What happens during plaque development in atherosclerosis?

A

Smooth muscle cells (SMCs) and extracellular matrix (ECM) form a fibrous cap over the foam cells. The foam cells degenerate, forming the necrotic core, which is lipid-rich.

17
Q

How does plaque progress in atherosclerosis?

A

The plaque grows, becoming raised from the vessel wall. Calcium salts, including phosphate and hydroxyapatite, are deposited, leading to “hardening of the arteries.” Neovascularization occurs as new vessels grow into the edges of the plaque. The tunica media of the vessel is thinned and weakened.

18
Q

What characterizes unstable plaques in atherosclerosis?

A

Activated inflammatory cells in the plaques can cause smooth muscle cell (SMC) apoptosis and breakdown of the extracellular matrix (ECM). This leads to the thinning of the fibrous cap, resulting in the development of “unstable” or “vulnerable” plaques.

19
Q

What clinical events can be associated with plaques in atherosclerosis?

A

Plaque rupture, erosion, or ulceration exposes the collagen and lipid core, which is thrombogenic. This can result in the formation of a thrombus that may occlude the artery (e.g., myocardial infarction), partially occlude the artery (e.g., unstable angina), or become organized into the plaque, leading to plaque progression (e.g., stable angina). Additionally, occlusion or progression can occur following bleeding into the plaque.

20
Q

What are the acute clinical events related to plaque in atherosclerosis?

A

Plaque-related acute clinical events can include occlusion, leading to ST-elevation myocardial infarction (MI) and stroke. Aneurysm formation can occur due to weakening of the arterial media, potentially resulting in vessel rupture or dissection. Athero-embolism can also occur when ruptured plaque material is discharged into the circulation and lands in small vessels, such as in the legs.

21
Q

What are some clinical consequences of atherosclerosis in different arteries?

A

Aorta: Atherosclerosis can lead to aneurysm formation, particularly in the abdomen (more common than the thorax), and renal artery stenosis, which can cause hypertension (HT).

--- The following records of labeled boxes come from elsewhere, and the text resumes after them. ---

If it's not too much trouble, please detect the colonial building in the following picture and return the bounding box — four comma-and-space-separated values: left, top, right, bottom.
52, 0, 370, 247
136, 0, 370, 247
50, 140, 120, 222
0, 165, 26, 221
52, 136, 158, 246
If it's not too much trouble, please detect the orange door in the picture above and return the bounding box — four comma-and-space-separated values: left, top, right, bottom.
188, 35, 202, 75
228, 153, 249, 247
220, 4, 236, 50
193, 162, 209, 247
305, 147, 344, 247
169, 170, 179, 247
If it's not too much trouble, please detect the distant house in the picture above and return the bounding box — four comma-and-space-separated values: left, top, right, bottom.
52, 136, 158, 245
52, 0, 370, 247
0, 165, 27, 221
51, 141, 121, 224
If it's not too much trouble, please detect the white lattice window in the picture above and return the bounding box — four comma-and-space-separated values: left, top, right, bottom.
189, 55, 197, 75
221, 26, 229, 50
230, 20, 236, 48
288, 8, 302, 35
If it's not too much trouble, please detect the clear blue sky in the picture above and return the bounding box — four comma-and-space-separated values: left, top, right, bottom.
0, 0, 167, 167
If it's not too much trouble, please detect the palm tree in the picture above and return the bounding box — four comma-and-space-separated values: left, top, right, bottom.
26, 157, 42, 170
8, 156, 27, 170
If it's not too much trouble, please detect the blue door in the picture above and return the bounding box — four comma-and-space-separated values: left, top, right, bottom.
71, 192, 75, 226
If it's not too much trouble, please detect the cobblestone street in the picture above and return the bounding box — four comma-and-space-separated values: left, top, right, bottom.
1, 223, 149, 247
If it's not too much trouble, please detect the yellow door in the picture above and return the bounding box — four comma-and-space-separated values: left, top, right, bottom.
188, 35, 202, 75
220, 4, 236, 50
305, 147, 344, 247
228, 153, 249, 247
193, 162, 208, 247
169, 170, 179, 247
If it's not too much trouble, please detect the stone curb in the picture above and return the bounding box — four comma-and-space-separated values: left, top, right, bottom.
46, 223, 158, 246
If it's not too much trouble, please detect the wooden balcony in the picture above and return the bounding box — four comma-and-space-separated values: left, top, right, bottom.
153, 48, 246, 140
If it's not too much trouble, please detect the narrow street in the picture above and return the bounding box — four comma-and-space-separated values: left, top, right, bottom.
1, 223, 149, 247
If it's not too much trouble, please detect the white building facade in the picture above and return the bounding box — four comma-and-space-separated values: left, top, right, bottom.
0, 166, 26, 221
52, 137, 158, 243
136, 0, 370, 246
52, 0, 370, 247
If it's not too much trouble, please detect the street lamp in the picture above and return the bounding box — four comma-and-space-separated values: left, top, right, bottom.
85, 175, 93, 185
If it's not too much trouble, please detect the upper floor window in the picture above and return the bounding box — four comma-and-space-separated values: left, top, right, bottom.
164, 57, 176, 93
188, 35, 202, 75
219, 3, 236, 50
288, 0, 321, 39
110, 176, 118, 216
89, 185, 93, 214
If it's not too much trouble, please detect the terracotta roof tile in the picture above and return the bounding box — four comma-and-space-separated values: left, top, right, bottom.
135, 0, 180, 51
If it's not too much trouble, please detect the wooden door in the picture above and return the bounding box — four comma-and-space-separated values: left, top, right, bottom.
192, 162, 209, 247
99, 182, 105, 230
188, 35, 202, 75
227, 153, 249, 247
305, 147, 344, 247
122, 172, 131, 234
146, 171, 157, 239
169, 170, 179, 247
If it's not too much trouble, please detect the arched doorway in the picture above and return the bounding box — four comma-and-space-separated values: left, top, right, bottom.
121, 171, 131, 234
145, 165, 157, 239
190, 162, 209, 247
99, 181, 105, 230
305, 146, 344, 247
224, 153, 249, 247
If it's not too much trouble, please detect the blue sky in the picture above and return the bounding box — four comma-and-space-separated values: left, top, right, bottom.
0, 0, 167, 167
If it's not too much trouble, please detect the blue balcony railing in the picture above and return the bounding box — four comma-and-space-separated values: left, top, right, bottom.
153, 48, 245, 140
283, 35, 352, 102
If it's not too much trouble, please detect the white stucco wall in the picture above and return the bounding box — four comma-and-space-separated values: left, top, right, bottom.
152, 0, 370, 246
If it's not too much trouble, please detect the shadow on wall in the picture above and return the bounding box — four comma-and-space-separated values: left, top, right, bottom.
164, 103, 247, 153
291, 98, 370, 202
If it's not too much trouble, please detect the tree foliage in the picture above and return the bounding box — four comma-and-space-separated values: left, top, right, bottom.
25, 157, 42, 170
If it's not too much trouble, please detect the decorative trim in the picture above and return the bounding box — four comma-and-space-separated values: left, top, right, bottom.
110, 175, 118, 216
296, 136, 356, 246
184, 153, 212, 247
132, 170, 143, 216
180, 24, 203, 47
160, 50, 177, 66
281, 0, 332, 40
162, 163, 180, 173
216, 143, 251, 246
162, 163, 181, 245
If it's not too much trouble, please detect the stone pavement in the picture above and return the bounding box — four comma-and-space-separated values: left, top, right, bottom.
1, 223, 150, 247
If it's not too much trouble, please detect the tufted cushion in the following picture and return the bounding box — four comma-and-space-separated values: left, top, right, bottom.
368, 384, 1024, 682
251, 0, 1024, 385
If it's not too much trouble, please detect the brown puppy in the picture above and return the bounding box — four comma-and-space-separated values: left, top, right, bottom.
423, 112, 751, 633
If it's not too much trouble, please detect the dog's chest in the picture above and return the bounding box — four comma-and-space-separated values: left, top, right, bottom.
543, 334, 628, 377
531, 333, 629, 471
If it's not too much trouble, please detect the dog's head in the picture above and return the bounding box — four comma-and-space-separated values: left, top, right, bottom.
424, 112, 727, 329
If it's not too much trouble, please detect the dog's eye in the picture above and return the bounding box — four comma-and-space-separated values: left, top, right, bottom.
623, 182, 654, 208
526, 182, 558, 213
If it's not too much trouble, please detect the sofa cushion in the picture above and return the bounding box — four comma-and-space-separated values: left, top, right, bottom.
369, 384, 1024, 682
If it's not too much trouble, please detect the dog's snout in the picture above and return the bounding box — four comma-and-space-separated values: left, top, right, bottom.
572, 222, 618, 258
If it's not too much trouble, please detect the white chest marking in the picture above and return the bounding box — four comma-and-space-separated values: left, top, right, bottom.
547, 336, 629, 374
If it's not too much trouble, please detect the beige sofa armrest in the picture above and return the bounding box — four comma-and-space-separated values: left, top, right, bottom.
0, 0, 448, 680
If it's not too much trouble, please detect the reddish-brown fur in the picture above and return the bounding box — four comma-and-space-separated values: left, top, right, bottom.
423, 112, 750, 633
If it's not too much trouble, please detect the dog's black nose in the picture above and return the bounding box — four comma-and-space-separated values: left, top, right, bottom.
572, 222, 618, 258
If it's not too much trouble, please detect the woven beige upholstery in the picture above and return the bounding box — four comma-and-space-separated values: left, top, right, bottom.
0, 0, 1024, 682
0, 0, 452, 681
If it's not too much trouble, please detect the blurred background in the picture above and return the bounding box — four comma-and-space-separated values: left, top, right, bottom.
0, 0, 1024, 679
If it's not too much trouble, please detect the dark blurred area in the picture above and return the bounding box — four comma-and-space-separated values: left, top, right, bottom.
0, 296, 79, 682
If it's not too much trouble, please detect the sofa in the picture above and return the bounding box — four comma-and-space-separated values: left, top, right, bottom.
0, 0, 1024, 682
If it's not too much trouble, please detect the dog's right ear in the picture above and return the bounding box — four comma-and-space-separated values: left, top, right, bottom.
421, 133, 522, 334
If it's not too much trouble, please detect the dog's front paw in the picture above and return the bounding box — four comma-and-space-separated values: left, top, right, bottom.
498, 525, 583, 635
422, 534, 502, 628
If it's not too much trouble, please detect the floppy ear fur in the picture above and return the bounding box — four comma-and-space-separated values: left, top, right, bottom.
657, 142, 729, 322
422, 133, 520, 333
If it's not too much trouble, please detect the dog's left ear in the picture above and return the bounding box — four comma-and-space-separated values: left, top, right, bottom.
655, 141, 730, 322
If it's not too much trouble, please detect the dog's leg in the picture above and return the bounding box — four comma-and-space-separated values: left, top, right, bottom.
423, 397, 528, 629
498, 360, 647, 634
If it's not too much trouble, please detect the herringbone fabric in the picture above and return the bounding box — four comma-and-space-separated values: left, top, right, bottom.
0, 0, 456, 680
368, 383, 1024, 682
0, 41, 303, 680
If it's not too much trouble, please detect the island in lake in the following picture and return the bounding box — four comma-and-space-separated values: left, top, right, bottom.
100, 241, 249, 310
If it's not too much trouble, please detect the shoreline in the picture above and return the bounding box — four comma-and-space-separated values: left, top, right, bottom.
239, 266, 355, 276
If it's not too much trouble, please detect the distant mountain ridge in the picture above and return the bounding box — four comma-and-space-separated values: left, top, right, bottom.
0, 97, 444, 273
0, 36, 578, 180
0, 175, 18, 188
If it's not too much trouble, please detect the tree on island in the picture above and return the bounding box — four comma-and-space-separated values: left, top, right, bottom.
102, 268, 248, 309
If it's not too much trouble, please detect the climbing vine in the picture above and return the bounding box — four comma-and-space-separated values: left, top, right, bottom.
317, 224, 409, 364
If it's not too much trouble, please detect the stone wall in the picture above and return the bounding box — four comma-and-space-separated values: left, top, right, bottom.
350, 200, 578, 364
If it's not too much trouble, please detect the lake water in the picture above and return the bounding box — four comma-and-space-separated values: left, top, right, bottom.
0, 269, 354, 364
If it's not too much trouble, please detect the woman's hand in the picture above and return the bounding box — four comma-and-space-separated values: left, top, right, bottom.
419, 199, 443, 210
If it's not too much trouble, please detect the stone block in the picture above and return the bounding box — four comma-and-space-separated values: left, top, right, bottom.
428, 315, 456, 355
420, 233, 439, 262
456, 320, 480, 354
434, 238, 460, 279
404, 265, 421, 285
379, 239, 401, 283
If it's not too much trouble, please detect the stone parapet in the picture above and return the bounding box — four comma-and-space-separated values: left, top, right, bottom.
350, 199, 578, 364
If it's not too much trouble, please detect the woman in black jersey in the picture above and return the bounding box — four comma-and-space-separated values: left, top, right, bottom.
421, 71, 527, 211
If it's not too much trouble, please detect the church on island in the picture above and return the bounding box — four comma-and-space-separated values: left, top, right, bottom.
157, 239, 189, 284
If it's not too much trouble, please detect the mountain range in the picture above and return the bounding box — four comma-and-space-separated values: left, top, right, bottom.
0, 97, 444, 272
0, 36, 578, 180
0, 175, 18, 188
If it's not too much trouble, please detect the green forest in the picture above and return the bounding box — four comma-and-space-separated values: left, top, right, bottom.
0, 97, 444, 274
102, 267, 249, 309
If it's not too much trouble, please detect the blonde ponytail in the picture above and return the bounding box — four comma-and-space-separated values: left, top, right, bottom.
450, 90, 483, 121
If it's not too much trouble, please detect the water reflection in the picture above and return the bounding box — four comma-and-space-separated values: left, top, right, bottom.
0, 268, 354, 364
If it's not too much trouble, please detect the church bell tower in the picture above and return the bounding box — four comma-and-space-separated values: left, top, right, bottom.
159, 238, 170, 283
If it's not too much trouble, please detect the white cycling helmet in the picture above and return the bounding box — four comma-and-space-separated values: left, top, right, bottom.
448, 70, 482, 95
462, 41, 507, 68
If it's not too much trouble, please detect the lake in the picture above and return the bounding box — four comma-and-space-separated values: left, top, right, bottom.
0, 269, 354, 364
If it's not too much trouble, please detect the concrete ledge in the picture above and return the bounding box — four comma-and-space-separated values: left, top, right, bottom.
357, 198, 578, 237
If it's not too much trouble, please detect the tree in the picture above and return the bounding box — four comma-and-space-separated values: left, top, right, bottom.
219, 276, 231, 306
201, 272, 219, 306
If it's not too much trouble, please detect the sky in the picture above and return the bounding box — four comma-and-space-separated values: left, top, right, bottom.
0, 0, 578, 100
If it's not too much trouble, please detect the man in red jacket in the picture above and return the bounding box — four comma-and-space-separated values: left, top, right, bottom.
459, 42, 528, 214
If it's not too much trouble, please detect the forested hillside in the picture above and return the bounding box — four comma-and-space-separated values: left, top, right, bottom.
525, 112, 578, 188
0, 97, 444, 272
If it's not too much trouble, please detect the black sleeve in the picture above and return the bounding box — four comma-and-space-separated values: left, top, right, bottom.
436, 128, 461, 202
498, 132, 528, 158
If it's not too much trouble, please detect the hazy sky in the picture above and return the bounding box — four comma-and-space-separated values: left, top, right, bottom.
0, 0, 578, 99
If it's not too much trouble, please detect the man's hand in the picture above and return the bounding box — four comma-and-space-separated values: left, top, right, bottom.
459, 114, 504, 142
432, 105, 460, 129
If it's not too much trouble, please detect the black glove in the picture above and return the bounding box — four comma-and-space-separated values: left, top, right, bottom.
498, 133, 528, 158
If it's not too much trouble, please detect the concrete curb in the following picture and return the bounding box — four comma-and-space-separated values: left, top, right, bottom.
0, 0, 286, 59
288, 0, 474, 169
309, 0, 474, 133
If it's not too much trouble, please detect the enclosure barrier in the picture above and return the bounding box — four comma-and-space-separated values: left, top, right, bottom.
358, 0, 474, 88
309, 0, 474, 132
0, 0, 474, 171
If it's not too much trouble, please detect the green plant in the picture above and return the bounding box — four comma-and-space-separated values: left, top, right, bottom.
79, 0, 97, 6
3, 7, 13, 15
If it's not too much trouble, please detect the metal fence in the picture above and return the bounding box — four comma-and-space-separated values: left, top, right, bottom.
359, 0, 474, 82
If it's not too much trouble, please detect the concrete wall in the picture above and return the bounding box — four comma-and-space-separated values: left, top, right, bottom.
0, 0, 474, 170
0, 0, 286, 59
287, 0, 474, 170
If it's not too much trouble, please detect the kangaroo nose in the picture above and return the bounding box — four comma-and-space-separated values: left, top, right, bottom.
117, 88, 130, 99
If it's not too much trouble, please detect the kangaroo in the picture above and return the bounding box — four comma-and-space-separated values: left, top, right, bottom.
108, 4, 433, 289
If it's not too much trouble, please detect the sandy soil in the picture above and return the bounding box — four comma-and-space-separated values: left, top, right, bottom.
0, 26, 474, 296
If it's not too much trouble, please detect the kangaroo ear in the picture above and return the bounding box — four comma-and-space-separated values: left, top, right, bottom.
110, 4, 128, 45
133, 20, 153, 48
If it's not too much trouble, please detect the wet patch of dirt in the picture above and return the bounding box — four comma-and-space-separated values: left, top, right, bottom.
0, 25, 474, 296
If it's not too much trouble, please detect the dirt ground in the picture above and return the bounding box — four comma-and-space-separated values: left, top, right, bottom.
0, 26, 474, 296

Coronary arteries: Atherosclerosis in the coronary arteries can result in angina, myocardial infarction (MI), and heart failure.
Cerebral arteries: Atherosclerosis in the cerebral arteries can lead to stroke and vascular dementia.
Leg arteries: Atherosclerosis in the leg arteries can cause claudication (painful leg cramping during activity), foot ulcers, and gangrene.